I want to make sure if my calculations are correct. I have 370ng/ul stock of my 3'UTR reporter plasmid, I have to use 10ng during the transfection, does that mean that I use 0.03ul of the stock to obtain 10ng?
Secondly, I have a stock concentration of 236ng/ul of pre-miR, I must use 30nmol/l (which is 30nM).
The length of the pre-miR is 106bp, and from an online calculator (which I assume is designed for dsDNA) it determined that 236ng/ul = 3656.5 nM. Is this correct? Then I wanted to work out how much of this stock I must use if I must use 30nM per well (of a 6 well plate). This worked out to 24ul. This seems like a bit much, seeing as I was only supplied with 50ul of stock.

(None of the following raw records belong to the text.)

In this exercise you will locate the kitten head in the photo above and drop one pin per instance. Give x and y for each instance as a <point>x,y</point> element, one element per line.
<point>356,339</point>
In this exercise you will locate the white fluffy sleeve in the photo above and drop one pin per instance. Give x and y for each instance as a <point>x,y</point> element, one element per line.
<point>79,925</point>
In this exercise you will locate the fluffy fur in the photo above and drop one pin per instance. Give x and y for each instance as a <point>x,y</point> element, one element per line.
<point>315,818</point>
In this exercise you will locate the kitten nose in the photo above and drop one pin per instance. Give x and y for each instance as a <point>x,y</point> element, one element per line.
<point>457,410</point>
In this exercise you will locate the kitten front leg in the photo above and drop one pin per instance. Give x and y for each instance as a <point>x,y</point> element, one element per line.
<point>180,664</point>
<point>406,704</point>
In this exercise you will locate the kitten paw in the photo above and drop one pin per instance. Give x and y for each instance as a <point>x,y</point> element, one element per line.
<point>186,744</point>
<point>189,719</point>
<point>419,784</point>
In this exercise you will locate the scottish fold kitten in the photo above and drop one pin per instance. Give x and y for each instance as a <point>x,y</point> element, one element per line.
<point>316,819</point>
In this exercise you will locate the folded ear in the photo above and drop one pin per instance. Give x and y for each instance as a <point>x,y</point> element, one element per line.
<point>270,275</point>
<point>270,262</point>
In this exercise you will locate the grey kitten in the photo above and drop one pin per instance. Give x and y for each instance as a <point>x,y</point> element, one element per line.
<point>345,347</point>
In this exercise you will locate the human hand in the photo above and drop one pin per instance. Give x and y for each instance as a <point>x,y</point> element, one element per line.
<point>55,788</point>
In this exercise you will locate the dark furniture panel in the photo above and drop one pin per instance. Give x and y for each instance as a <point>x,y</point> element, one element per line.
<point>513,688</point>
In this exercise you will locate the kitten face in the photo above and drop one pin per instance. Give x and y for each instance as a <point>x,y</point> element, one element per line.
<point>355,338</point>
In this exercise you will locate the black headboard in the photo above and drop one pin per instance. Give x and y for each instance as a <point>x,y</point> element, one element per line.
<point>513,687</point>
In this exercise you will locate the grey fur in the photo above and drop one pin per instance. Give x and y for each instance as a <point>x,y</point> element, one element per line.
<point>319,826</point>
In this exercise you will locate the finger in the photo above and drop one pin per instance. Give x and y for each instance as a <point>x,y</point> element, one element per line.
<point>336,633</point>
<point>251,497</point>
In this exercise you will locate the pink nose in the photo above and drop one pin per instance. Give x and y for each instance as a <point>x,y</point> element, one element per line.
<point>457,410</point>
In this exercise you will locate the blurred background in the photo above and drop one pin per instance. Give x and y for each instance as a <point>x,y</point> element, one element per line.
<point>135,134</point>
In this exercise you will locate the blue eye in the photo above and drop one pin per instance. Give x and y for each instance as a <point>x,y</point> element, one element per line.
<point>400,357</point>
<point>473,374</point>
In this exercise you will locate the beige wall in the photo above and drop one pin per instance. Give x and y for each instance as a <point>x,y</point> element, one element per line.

I would appreciate it if someone can assist me :)
hii,
for the first bit of your question. I would diulte down a small volume of 370ng/ul to a lower concentration for instance 5ng/ul or something. The formula you can use to calculate that is = (final concentration/initital concentration) x volume. So in this case the final concentration is 5, initital concentration is 370 and volume lets say is 100uL. Therefore you need to add 1.35uL of stock into 98.6uL of dH20. and then you have a stock of 5ng/uL. You can then add 2 uL of that to obtain 10ng.
hope this helps.
Thanks, yes I thought I would dilute it down if I indeed understood it correctly that I should divide 10 by 370?
Hi Stefanie:
Q1) if you have a 370ng/ul stock - that means there's 370ng of plasmid DNA in each ul. so to pipette 10ng in a reaction you need 0.027ul. personally i think that's a very small amount to attempt to pipette, you may want to dilute down the stock so you're pipetting a larger volume - unless you're going to scale that up in a master mix or something.
Q2) if you have the sequence of the pre-miR (which is available on miRBase) - you can enter it into the following program and it will calculate the FW for you:
http://www.basic.northwestern.edu/biotools/OligoCalc.html#helpMW
you can use a molarity calculator such as:
http://www.graphpad.com/quickcalcs/Molarityform.cfm
to calculate the molar concentration using the 'molarity from mass and volume' calculator.
i think your calculation might be off a bit though...very roughly - using an average extinction coefficient of 308 - for a 106nt oligo at 236ng/ul you're looking at a concentration of about 7uM
good luck with your experiments - hope that helps
Hi Stefanie,
What product are you using for the pre-miRNAs? Are you using miRNA mimics (eg. Qiagen) or miRNA precursors (Ambion/Life Tech)?
Keith
Hi
I am using genecopoeia's precursor miRNAs, so it the hairpin structure cloned into a vector, so I am unsure if I can even calculate the molecular weight in this way?
If you're using a plasmid to express your miRNA - I agree, you could simply titrate the miRNA precursor plasmid (and its equivalent NC miRNA plasmid) against a constant amount of your 3'-UTR reporter plasmid when co-transfecting. Do you have any synthetic miRNA mimic you can also try?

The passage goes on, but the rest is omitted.